Non aveva valutato che lui sapeva perfettamente come allentare i suoi freni inibitori, quelli che da sempre le impedivano di esplicitare i sentimenti: non aveva mai avuto un buon rapporto con loro, li aveva sempre soffocati per paura che dessero fastidio, che fossero di troppo, sbagliati e fuori tempo e questo perché lei stessa ci si trovava a disagio la maggior parte delle volte. Il suo modo di sentire era diverso dagli altri e lui un po' lo stava capendo, a lui un po' piaceva.
Lei ne era quasi certa, guardandolo attraverso il bicchiere di vino viola: lui l'amava, anche se non l'aveva mai detto. A volte non servono le parole per renderlo reale, basta guardare gli occhi con attenzione: quelli di lui brillavano, certe volte, quando incontravano quelli di lei. O almeno lo facevano prima del casino.

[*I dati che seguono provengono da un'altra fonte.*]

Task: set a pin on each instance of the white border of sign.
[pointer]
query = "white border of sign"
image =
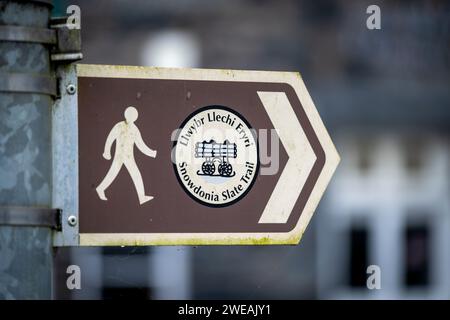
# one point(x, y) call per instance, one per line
point(292, 78)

Lei invece li aveva chiusi mentre beveva l'ultimo sorso e attendeva che la mente si annebbiasse ulteriormente.
Lui la guardava e non diceva nulla.

Le parole che erano state dette settimane prima, bruciavano ancora sulla pelle di entrambi.
Avrebbero dovuto parlarne anziché bere vino ma loro erano così: si amavano più forte quando la testa non ci pensava troppo su. Quella volta avrebbero avuto bisogno di bere tanto per quietare quel fuoco e forse non ce n'era nemmeno abbastanza di vino in quella piccola casa. Lei si stupì a guardarla di nuovo come fosse la prima volta, quando entrando aveva visto la tavola apparecchiata e la pizza, quella maledetta pizza che le aveva bruciato il labbro. Lo sfiorò inconsapevolmente, ricordando più la dolcezza del primo bacio che il dolore -quello era arrivato dopo, in tutti i sensi-. Guardò i poster appesi ai mobili, il letto su cui avevano fatto innumerevoli volte l'amore -che è differente da fare sesso! ne avevano parlato a lungo-, la sedia, quella dove c'erano poggiati i suoi vestiti. La sua sedia, nella casa di lui.

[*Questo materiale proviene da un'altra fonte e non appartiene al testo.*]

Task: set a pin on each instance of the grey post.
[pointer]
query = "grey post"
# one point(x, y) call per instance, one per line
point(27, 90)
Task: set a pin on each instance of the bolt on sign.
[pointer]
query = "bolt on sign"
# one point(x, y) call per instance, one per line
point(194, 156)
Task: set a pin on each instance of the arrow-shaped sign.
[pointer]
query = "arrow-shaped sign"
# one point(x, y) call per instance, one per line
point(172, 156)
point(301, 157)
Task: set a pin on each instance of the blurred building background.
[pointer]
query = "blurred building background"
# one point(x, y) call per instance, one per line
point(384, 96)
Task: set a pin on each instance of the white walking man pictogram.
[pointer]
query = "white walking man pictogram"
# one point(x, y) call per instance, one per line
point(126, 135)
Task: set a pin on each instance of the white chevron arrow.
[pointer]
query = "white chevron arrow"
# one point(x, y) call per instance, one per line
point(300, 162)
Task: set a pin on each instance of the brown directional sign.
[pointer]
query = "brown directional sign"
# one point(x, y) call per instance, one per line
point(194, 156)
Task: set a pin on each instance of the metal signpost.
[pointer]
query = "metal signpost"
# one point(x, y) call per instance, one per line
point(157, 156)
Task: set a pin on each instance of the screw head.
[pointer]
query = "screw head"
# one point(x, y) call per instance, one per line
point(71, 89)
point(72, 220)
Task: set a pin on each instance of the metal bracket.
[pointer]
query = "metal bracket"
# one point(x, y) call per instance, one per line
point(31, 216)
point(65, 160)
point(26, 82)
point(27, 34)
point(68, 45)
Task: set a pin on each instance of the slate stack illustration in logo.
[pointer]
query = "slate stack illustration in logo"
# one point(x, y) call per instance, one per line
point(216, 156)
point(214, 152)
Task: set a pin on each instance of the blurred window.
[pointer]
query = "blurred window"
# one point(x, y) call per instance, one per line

Da quando vi era entrata la prima volta, tante cose erano cambiate. Forse anche lui aveva notato quanto forte fosse la presenza di lei: c'era il suo pigiama, la sua spazzola, c'era il contenitore delle lenti a contatto e, soprattutto, c'era una lavagnetta con scritto "ti amo". L'aveva scritto senza pensarci troppo su, stupendo lui ma anche se stessa, perché mai aveva affidato quelle parole ad un ragazzo.

Lei era ovunque in quella casa, più di quanto lui stesso avrebbe voluto ammettere. Ma soprattutto, ormai, era nella sua testa. A lei piaceva da morire la testa di lui, aveva voluto entrarci fin dal primo giorno, fin da quando con il labbro bruciato e un bicchiere di vino si erano scoperti affini.
Quando un giorno di settembre in cui erano lontani troppi chilometri lui le disse di essersi innamorato, lei pensò subito di aver fatto la scelta giusta, di aver investito bene il suo amore. Quella semplice (ma poi nemmeno tanto) dichiarazione, fu per lei l'aprirsi di un nuovo mondo, o forse l'ampliarsi di quello che stava costruendo con lui. Nel ricordarlo si era affrettata a riempire di nuovo il bicchiere di vino: le reminiscenze di palpitazioni felici in un momento talmente tanto instabile rendevano la situazione ancora più pesante da gestire.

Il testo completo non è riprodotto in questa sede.